Two members of the Canadian team—Andrés F. Miranda-Arboleda, MD, and Adrian Baranchuk, MD, of Kingston Health Science in Ontario—assert that while the Apple Watch leaves much to be desired, the study still provides valuable information about its capability and potential pitfalls.
“[This study] is of remarkable importance because it allowed us to learn [that] the performance of the Apple Watch, in the diagnosis of AF, is significantly affected by the presence of underlying ECG abnormalities. In a certain manner, the smartwatch algorithms for the detection of AF in patients with cardiovascular conditions are not yet smart enough. But they may soon be,” said Miranda-Arboleda and Baranchuk in a complementary editorial (DOI: 10.1016/j.cjca.2022.09.007).

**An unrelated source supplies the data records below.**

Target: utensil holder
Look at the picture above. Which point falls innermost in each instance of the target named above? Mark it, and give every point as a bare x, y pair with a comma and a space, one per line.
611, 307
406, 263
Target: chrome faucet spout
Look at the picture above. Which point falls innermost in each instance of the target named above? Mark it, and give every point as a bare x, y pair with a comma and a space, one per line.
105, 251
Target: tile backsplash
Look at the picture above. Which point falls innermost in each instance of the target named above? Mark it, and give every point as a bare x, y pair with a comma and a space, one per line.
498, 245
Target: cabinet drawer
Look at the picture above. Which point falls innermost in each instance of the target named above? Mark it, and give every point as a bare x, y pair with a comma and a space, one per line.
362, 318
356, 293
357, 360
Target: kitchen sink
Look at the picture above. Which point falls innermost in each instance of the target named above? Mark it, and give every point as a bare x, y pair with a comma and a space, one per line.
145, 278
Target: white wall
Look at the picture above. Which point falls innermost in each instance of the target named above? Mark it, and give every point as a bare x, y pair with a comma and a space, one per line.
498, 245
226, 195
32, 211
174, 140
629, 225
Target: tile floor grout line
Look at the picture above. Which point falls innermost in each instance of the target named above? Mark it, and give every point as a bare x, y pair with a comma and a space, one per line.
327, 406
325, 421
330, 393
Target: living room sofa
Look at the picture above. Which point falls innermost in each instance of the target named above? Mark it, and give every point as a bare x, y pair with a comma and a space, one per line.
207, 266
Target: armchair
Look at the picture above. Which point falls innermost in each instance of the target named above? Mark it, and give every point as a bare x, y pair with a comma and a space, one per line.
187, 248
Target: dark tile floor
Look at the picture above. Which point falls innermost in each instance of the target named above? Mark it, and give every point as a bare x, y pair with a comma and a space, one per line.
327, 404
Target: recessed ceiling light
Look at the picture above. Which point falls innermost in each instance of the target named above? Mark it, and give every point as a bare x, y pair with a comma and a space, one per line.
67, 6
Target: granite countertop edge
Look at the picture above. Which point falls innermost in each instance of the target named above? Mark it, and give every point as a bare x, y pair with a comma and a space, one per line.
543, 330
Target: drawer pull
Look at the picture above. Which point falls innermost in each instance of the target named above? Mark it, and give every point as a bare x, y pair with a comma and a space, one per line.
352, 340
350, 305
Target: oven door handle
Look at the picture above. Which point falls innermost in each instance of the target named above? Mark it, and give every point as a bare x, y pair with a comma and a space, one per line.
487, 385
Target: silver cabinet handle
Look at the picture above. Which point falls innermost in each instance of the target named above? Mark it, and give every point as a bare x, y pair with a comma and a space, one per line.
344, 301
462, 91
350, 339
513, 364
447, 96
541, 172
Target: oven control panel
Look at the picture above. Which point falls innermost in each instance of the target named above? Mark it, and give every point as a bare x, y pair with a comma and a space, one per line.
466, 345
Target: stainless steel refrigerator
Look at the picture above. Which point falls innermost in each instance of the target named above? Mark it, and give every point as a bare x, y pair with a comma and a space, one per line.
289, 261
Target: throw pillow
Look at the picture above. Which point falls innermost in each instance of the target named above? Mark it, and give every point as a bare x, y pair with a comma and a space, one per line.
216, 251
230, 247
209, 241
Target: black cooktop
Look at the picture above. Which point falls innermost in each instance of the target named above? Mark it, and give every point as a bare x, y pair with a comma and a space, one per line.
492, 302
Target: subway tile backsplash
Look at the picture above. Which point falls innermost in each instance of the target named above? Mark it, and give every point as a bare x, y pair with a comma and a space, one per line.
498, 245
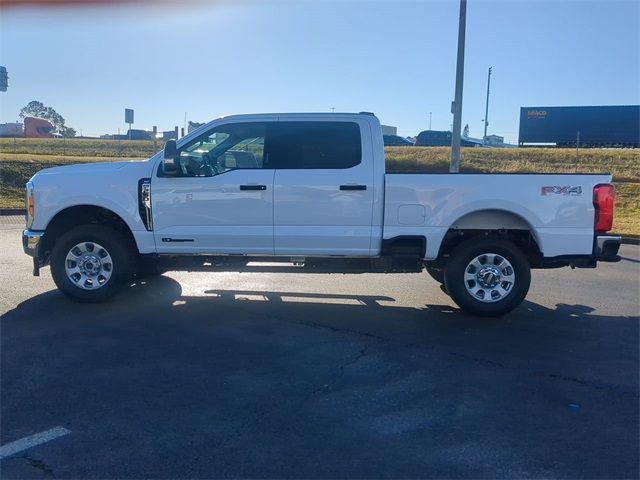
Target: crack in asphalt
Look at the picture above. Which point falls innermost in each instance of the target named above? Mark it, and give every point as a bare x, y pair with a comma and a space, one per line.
39, 465
477, 360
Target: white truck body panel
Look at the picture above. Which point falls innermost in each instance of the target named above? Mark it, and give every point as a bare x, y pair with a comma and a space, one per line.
431, 204
304, 212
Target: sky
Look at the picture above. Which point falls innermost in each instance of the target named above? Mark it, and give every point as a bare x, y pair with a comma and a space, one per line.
394, 58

Working Smarter with Machine Learning
As technology advances, algorithms become more refined, and machine learning models make better predictions, the combination of smartwatches and artificial intelligence may soon offer continuous and highly accurate monitoring similar to hospital-administered ECGs.
Scientists are already using machine learning models—primarily deep neural networks (DNNs)—to detect atrial fibrillation in stroke patients (International Journal of Cardiology, DOI: 10.1016/j.ijcard.2021.11.005). In another study, DNNs successfully delineated between AF and AFL (PLoS One, DOI: 10.1371/journal.pone.0261571), a feat that smartwatches alone have yet to accomplish.
Though machine learning has proven extremely useful under key circumstances, this newfound technology comes with a warning (Clinical Research in Cardiology, DOI: 10.1007/s00392-022-02012-3). Some researchers worry that while neural networks can generate accurate AF diagnoses, their “black box” nature may not explain how a diagnosis was achieved. In other words, their lack of transparency may make them ineligible for widespread clinical use.